Can anyone remember?When you were involved in conversation you were CANTING.

If you got told off you got a SHERAKIN.

Not sure of the spelling of either or if they were widely used words.

Mossg.
 
What a brilliant selection some I had forgotten but you have brought them bac, When my dad was getting tired he would say "I Shan't be long out of bed".
My now wife of 38 years thought it was to do with his height.
 
Hi Jean,
glad someone else remembers cantin & sherakin,i was beginning to think it was only my mother who used them.
Mossg.
 
Both my brother and I remember a favourite saying of my father when he would see an earwig or other pest on the garden path - "Put your bat on it", i.e. put your foot on it.

Maurice
 
Can anyone remember?When you were involved in conversation you were CANTING.
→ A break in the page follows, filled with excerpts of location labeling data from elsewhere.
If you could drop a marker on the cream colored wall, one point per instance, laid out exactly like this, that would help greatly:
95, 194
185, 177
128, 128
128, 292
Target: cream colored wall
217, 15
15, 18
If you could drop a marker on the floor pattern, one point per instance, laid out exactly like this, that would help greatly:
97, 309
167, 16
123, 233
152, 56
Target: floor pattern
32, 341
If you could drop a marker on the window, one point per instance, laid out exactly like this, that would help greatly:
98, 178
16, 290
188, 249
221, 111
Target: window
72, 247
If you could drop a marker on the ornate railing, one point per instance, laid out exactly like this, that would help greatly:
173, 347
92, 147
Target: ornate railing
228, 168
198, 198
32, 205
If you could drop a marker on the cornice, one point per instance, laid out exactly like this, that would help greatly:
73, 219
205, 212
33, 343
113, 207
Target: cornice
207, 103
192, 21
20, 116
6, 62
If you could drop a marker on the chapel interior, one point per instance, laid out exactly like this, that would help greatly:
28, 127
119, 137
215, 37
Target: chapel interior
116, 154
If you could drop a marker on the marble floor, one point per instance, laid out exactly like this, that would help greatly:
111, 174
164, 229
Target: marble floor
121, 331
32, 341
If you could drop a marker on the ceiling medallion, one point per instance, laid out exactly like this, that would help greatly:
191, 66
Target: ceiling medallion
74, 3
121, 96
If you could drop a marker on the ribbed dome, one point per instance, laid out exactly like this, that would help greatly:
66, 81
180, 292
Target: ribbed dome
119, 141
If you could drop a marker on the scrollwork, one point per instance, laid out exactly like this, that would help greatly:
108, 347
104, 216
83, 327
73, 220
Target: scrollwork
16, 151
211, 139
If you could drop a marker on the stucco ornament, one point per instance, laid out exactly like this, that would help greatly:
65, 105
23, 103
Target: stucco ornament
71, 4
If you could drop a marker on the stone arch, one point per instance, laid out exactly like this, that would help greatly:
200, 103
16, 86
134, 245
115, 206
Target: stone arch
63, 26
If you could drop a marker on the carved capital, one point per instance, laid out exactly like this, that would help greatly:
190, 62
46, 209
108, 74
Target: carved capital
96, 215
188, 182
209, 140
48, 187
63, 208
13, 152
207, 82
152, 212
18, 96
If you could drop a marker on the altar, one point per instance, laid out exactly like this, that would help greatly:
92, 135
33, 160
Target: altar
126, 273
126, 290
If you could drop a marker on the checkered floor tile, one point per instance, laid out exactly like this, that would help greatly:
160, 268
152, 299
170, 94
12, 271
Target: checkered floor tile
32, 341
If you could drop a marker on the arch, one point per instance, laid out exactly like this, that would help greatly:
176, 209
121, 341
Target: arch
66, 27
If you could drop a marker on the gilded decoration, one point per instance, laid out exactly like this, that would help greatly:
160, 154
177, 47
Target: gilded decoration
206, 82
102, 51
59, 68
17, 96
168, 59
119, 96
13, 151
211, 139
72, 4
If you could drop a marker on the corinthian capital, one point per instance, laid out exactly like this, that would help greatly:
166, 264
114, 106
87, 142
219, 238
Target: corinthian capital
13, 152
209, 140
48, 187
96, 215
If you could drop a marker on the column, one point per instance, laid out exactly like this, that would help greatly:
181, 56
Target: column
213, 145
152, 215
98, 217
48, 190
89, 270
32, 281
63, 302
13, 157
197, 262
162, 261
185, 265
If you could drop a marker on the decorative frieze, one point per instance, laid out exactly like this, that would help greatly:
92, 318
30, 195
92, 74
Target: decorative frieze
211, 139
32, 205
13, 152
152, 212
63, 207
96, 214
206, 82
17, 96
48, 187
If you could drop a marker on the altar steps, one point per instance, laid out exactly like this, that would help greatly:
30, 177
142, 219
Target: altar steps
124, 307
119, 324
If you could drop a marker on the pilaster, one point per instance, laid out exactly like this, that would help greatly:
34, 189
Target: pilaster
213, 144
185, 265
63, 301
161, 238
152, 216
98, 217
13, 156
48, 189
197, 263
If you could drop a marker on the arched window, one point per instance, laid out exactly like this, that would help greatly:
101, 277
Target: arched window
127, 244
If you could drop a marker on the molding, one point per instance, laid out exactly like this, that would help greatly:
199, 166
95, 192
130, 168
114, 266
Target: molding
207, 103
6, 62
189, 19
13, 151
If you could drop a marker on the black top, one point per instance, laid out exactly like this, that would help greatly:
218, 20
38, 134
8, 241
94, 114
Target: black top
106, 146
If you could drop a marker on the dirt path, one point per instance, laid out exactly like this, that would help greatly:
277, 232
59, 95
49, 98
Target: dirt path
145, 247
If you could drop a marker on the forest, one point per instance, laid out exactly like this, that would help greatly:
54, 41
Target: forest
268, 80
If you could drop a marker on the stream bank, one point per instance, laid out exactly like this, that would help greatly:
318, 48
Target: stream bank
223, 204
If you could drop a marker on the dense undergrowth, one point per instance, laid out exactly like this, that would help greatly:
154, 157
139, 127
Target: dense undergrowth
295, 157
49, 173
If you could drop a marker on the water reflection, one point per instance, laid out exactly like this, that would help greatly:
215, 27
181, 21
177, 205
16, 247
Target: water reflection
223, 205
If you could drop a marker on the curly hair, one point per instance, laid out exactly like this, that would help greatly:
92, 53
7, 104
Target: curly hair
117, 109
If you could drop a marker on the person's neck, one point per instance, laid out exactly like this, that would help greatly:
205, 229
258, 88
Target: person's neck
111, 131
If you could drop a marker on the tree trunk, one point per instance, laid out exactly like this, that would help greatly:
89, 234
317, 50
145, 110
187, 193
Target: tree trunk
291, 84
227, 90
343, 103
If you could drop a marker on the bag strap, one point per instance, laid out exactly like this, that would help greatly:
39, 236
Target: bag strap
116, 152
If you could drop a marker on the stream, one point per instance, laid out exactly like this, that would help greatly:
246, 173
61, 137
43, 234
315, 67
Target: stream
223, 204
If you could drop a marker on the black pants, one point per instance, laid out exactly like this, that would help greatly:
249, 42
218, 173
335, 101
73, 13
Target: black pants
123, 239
If you got told off you got a SHERAKIN.

Not sure of the spelling of either or if they were widely used words.

Mossg.

Mossy, I put the word canting on a few weeks ago, but no picked up on it. My dad always said that, but I as no one came back on it I assumed he must have made it up, but obviously not.
 
My Dad used to say yer Mom is off canting again, when she was chatting to our neighbour.... lovely memories!
 
That's another word my grandmother used to use. I always thought she said 'canking' but maybe it was just me mishearing what she said?
 
If we interupted our mom when she was in conversation,she would tell us "get on with your knitting".Meaning mind your own business.
Mossg.
 
hi
yes another word springs to my mind when theres a conversation going on
and some-one else wants to speak and they tell the other whom is interrupting the conversation to shut up and stop rabbiting ,as i cannot get a word in edgeway
with you rabbiting .
 
when my mom was warning us not to do something (say mess up her living room after she had just tiedied it) she would say "woe betide you" if you do that. you always knew that was a serious threat!!
 
My dad didn't go out to pubs but sonetimes had a drink indoors and he said it was a glass of wobble. Woner if it came from the collywobble stopper in a bottle of beer?. Jean.
 
Yes Mossy it was always 'The gaffer and the missus' My dad worked as a barman in the evenings and he always called them that. However, because he was very proud of me he also called me 'The Gaffer' So I insist that I still am in this house.
 
One old saying that I havent heard for over 50 years was a warning shouted out by a bus conductor who worked the 48 and 50 routes.
This was "Glenavon Road coming up, down `ere"....or wherever we were about to stop....always, "coming up down `ere".
He was a very small man, maximum of 5 feet 4ins but he was always so cheerful and his voice could be heard all over the bus, and they only had double deckers then.